David Lloyd
A dejected David Lloyd

Credit: Gary M Prior
Game, set and match for Lloyd
by Andy McKenzie

David Lloyd has been sacked as captain of Great Britain’s Davis Cup side by the LTA, it was announced on February 28.

  • The LTA said that Lloyd, whose contract was due to end later this year, had been relieved of his duties after he was highly critical of the British side following February's defeat in the Czech Republic.

  • Lloyd blamed the LTA for sending him unfit players for the clash in Ostrava, and has also been an outspoken critic of the lack of backing he has received from them for nurturing future talent.

  • John Crowther, chief executive of the LTA said, "Having reviewed David Lloyd’s recent conduct, including his public criticism of the team in Ostrava and the unnecessary adverse effect these had on players and coaches connected to the Davis Cup squad, the LTA lost confidence in his continuing captaincy.

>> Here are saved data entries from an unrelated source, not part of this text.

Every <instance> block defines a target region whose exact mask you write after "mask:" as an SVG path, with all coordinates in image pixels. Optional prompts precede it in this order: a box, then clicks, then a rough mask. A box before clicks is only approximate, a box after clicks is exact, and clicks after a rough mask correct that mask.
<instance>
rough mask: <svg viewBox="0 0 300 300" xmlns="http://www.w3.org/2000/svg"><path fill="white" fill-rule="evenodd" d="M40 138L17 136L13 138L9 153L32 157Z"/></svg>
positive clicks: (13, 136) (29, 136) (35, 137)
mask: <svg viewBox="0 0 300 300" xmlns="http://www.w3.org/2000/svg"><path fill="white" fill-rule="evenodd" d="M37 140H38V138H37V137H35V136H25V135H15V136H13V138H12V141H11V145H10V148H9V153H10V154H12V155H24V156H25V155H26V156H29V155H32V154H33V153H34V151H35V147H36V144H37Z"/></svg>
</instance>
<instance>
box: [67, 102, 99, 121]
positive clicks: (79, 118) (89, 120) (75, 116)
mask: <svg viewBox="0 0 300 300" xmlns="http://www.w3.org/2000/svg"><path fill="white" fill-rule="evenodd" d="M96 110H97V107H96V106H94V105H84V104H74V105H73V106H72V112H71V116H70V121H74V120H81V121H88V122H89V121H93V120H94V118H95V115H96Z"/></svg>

  • "It was therefore decided that a new captain was required to be in place as quickly as possible to restore confidence and inject a greater sense of team spirit within the British team."

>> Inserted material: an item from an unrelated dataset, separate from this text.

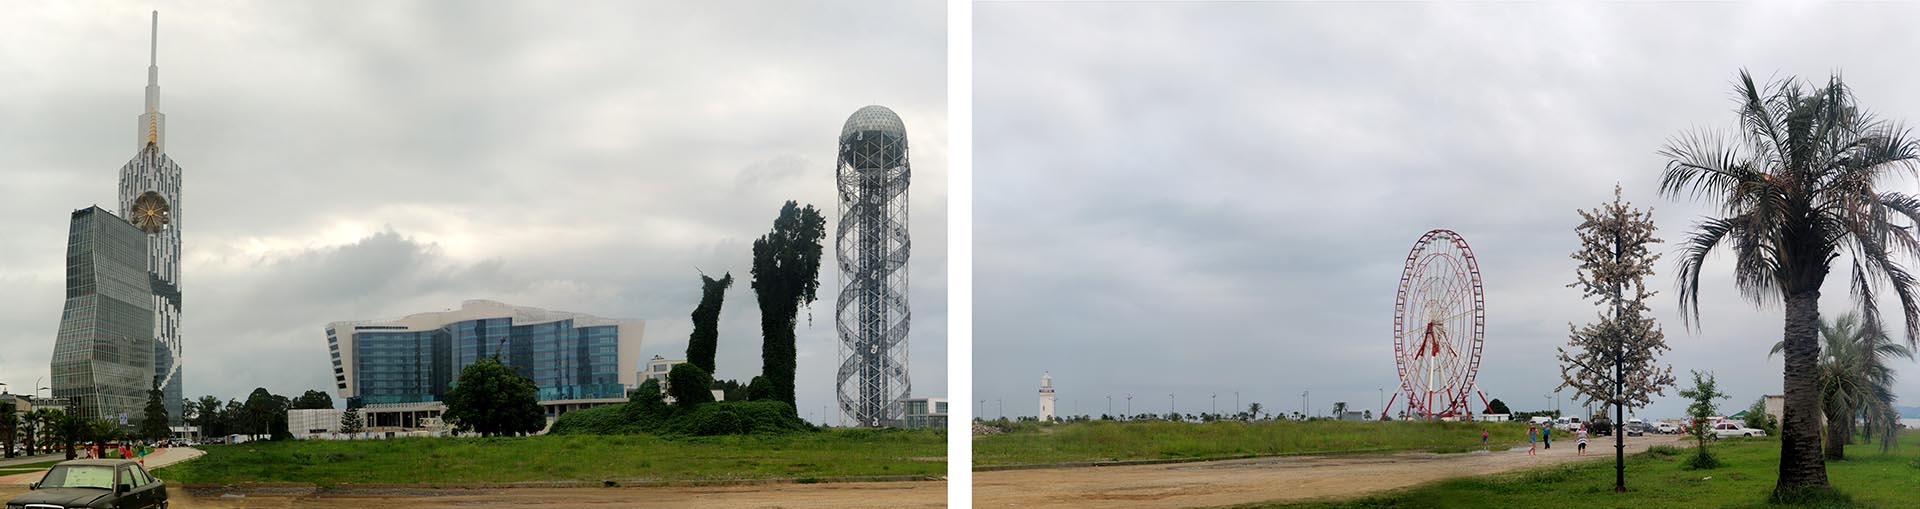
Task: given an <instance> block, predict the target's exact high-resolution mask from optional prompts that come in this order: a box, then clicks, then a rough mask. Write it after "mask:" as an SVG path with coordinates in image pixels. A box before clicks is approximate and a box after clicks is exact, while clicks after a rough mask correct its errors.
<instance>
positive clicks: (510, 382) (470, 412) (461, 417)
mask: <svg viewBox="0 0 1920 509" xmlns="http://www.w3.org/2000/svg"><path fill="white" fill-rule="evenodd" d="M538 394H540V386H536V384H534V378H526V375H520V371H515V369H511V367H507V365H503V363H501V361H499V359H497V357H486V359H480V361H474V363H470V365H467V367H465V369H461V380H459V382H457V384H453V392H449V394H447V413H445V419H447V423H451V424H453V428H455V430H459V432H480V434H482V436H493V434H524V432H540V428H543V426H547V417H545V415H547V411H545V409H541V407H540V398H538Z"/></svg>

  • Britain, without their no. 2 Greg Rusedski, were well beaten by the Czechs 4-1, making it 16 years since they last won a match in tennis’ top division.

  • The LTA announced that former British Davis Cup player Roger Taylor had accepted their invitation to take over from Lloyd. He has spent the last two years as a performance director at the Regional Tennis Centre in Surrey, England.

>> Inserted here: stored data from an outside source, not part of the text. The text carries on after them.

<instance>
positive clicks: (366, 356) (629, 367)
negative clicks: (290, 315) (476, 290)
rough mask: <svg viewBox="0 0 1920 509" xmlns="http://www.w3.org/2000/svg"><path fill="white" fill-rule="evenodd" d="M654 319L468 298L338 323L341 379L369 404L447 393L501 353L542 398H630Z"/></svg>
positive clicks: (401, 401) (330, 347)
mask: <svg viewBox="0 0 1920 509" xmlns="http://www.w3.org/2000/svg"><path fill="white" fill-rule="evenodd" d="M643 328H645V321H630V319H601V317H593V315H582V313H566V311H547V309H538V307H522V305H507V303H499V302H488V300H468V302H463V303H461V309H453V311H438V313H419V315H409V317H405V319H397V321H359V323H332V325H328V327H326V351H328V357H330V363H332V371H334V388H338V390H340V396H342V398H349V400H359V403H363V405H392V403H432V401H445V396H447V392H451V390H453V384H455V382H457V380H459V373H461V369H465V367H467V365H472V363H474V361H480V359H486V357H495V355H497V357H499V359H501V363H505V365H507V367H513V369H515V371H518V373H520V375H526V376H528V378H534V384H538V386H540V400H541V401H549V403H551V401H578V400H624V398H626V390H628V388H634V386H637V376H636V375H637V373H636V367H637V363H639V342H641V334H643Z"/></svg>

  • Taylor said, "I am very proud to accept this opportunity to captain my country in the Davis Cup and look forward to working with the leading players and coaches to compete successfully in the world’s top team tennis event.

  • "I hope to emulate the achievements of one of my contemporaries and doubles partner in the US Open win of 1971, John Newcombe. He has proved himself a very successful captain with the Australian Davis Cup since he took over."

  • Taylor had an outstanding record for Britain in the Davis Cup as a player - winning 17 of his 26 singles games and holding a 3-2 doubles record. He also made it to the semi-finals of Wimbledon three times - in 1967, 1970 and 1973.

  • Crowther added, "He commands the respect of all our leading players and coaches and he is highly regarded around the world as a former player of great standing in the sport."